ChatGPT is an AI language model created by OpenAI. It can deliver human-like responses to a wide variety of prompts and questions. It can be used in chatbots, language translation, content creation, and more.
The Syncfusion Blazor Rich Text Editor is a feature-rich WYSIWYG HTML editor and WYSIWYG Markdown editor. It is used to create blogs, forum posts, note sections, support tickets (incidents), messaging applications, and more. It allows users to insert images, links, tables, and lists with modular architecture.
In this article, we’ll see how to integrate OpenAI with the Blazor Rich Text Editor component to enhance content generation and review.
Prerequisites
- Visual Studio 2022 with ASP.NET and web development environment
- .NET 6.0 SDK or above
- OpenAI API key: You can get one by signing up for an account.

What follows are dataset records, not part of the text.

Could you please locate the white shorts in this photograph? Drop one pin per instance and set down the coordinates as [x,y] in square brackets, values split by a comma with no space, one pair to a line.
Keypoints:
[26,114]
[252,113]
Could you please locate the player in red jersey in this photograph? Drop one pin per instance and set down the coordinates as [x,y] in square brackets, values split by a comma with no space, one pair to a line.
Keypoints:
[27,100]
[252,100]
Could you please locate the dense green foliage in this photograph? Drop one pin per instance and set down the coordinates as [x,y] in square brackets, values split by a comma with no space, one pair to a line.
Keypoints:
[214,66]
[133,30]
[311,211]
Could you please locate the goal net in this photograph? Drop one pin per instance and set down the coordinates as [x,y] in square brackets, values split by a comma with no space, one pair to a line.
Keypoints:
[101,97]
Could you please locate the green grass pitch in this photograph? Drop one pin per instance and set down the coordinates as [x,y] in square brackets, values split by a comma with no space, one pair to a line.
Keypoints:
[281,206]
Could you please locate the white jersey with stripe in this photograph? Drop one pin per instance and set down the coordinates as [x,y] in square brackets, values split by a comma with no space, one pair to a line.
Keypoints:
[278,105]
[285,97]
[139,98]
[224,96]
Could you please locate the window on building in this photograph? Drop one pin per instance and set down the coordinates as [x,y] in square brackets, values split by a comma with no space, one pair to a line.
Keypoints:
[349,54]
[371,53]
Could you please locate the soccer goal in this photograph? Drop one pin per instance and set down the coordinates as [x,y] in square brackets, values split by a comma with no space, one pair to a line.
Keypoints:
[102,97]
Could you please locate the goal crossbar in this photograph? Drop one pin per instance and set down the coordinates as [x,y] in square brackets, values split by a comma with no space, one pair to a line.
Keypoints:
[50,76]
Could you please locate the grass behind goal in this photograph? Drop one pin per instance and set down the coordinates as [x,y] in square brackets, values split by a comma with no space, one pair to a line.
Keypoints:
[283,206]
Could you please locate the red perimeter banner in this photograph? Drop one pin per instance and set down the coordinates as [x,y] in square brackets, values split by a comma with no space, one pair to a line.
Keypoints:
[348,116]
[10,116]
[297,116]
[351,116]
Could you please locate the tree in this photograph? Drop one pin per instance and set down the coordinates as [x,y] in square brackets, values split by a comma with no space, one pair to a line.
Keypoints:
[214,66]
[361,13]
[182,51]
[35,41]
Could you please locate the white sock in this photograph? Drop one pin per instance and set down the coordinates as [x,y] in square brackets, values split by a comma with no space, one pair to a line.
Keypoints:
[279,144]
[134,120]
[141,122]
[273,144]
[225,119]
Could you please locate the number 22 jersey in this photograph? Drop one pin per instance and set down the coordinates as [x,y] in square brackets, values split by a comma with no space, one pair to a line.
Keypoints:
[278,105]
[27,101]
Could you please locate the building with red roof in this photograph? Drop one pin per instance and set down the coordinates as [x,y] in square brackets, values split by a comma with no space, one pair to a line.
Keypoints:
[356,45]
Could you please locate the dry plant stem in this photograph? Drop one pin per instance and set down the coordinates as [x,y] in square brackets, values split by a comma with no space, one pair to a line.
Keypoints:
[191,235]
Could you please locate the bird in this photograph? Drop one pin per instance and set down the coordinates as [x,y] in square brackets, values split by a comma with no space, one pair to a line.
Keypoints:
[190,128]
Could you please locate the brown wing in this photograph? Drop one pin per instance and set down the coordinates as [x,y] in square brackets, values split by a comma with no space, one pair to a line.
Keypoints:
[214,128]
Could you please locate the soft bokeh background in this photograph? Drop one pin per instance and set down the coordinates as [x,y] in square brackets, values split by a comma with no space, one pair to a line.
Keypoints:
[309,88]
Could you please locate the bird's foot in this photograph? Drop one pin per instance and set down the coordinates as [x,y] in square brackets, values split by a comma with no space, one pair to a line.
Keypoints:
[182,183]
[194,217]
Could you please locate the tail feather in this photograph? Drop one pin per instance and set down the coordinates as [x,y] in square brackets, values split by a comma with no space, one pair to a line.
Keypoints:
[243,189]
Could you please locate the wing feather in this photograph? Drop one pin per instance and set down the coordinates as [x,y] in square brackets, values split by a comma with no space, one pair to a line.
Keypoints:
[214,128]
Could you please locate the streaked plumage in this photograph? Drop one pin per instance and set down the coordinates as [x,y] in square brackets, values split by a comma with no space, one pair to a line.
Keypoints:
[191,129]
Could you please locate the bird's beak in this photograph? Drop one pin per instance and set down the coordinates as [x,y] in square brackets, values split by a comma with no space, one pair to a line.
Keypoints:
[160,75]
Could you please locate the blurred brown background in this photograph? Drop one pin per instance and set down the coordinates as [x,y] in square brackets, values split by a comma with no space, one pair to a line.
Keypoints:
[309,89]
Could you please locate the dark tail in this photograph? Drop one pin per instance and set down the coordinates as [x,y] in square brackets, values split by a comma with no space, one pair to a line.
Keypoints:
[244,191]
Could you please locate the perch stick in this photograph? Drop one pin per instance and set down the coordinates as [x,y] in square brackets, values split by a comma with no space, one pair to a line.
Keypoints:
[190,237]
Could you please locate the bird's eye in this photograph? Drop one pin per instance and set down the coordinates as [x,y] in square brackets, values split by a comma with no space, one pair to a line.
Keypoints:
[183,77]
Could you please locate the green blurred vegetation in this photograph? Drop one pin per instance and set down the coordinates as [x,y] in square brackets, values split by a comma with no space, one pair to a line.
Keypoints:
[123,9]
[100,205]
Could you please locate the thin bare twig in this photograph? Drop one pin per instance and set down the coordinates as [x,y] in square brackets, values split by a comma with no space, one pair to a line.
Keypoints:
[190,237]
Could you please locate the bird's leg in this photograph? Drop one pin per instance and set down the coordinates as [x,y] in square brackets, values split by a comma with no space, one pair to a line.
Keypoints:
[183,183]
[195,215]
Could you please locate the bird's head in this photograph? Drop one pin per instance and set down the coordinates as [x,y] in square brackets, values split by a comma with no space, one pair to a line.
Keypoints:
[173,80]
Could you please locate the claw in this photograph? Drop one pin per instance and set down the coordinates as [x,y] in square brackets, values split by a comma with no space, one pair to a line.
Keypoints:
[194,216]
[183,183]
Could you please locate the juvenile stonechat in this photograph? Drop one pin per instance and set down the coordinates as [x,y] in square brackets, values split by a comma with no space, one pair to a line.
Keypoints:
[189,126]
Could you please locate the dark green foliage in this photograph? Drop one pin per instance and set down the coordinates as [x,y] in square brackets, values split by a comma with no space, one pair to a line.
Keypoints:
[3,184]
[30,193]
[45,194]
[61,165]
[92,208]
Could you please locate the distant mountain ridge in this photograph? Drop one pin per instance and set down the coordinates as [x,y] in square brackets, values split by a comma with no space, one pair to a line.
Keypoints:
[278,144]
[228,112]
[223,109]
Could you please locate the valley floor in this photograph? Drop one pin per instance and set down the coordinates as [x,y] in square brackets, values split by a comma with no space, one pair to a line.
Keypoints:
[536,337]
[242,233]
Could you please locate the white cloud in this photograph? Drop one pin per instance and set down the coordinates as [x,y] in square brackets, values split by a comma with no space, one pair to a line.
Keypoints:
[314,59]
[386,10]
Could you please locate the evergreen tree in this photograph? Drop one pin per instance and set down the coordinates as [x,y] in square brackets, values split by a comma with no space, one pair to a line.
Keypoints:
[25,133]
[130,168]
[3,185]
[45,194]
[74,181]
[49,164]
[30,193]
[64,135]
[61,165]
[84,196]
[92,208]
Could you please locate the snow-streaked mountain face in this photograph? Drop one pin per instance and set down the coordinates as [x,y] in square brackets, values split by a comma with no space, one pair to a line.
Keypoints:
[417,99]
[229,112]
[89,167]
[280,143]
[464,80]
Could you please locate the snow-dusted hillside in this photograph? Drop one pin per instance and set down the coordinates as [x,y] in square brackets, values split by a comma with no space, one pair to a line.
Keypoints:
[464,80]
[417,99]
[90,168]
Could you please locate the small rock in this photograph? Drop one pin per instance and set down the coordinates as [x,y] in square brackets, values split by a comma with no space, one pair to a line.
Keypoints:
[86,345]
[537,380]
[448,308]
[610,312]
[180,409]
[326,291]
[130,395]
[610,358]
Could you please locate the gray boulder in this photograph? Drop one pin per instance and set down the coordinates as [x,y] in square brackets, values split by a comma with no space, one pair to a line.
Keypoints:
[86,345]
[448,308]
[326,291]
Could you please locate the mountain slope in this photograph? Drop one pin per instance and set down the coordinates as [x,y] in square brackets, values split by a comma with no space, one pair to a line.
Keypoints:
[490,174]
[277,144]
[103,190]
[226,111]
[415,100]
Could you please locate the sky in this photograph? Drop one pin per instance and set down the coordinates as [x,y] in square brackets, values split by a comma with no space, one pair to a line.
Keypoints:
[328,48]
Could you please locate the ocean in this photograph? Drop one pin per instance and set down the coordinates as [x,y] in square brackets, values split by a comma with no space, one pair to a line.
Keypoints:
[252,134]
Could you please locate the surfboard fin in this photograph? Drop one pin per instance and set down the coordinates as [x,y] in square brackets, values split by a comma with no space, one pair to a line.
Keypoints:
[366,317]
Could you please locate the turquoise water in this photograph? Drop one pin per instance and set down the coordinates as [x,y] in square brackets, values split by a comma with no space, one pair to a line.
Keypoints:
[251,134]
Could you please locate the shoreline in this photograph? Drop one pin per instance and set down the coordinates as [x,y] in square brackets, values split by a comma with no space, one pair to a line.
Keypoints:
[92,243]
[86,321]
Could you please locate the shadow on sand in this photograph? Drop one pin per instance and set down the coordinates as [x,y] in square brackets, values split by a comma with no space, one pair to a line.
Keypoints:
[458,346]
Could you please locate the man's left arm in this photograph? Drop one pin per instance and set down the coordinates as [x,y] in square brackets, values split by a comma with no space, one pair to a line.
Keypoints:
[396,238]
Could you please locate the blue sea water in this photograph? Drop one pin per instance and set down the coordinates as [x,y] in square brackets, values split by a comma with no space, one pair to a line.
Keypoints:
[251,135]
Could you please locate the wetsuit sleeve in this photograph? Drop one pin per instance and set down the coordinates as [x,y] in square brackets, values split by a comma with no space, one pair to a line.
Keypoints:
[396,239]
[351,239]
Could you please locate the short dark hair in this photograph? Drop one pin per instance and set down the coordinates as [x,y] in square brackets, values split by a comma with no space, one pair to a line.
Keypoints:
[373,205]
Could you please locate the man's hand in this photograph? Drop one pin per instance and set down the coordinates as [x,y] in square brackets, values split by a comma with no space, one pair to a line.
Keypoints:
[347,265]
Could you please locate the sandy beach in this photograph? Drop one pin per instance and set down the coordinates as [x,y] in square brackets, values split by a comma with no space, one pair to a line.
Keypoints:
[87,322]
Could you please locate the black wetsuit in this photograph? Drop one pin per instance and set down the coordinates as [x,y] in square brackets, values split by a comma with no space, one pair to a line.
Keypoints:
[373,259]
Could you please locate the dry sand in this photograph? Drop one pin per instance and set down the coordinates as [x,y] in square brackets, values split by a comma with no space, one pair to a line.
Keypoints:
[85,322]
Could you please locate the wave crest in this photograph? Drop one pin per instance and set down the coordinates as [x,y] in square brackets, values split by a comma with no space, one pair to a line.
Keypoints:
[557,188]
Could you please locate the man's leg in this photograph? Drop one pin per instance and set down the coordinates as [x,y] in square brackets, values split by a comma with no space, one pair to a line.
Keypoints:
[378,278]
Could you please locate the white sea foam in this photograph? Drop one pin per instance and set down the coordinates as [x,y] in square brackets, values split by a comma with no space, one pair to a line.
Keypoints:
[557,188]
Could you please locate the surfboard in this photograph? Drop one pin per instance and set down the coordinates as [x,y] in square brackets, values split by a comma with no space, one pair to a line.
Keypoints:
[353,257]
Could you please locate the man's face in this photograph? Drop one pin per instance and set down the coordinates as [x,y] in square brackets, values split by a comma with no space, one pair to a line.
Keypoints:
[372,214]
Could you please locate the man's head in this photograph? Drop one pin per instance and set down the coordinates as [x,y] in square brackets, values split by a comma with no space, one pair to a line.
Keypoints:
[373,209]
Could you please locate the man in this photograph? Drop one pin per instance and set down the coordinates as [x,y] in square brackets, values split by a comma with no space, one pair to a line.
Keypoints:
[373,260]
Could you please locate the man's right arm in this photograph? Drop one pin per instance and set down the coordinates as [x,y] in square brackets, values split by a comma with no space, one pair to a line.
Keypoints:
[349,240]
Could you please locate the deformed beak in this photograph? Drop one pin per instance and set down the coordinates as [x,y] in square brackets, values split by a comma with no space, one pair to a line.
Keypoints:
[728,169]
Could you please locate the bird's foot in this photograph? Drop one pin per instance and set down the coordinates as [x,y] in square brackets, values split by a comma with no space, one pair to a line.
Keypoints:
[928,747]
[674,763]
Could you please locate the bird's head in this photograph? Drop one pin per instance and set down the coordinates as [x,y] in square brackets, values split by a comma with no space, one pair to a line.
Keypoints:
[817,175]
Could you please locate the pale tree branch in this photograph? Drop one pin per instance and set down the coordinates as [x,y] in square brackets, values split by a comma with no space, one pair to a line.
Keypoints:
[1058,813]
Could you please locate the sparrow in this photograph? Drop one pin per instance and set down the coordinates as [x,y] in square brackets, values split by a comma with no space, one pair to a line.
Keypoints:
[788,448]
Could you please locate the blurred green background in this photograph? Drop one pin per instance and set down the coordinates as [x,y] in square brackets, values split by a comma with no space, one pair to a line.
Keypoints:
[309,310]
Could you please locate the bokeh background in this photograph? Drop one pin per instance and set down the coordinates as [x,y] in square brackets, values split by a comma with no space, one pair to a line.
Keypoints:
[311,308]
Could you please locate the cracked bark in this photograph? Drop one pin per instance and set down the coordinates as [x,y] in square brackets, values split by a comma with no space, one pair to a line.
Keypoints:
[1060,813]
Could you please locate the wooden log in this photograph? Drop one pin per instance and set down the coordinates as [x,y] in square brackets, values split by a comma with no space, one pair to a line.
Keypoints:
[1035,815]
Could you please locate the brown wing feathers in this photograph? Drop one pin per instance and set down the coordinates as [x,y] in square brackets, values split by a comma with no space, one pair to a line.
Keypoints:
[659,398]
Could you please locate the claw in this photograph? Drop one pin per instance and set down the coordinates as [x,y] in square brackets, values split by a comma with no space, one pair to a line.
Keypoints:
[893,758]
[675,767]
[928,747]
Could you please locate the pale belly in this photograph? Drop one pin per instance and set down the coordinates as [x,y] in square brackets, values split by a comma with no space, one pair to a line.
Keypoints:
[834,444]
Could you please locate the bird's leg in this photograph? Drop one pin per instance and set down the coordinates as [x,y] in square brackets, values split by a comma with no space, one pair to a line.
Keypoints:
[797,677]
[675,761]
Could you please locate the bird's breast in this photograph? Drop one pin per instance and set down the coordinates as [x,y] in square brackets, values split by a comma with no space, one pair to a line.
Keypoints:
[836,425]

Integrating ChatGPT with Blazor Rich Text Editor
Let’s see how to integrate ChatGPT with the Syncfusion Blazor Rich Text Editor component for better productivity!
Step 1: Creating the Blazor Rich Text Editor with toolbar and AI options.
1.Follow the getting started guide to create a Blazor server app and add the Syncfusion Blazor Rich Text Editor component.
2.After the sample creation, add the toolbar items to the Blazor Rich Text Editor.
a.Add a custom toolbar item named AI and set a dropdown button (using the Syncfusion Blazor Dropdown Menu) as the custom toolbar item content.
b.Customize the dropdown button pop-up to show AI menu items (using Blazor Context Menu), explained in the next step.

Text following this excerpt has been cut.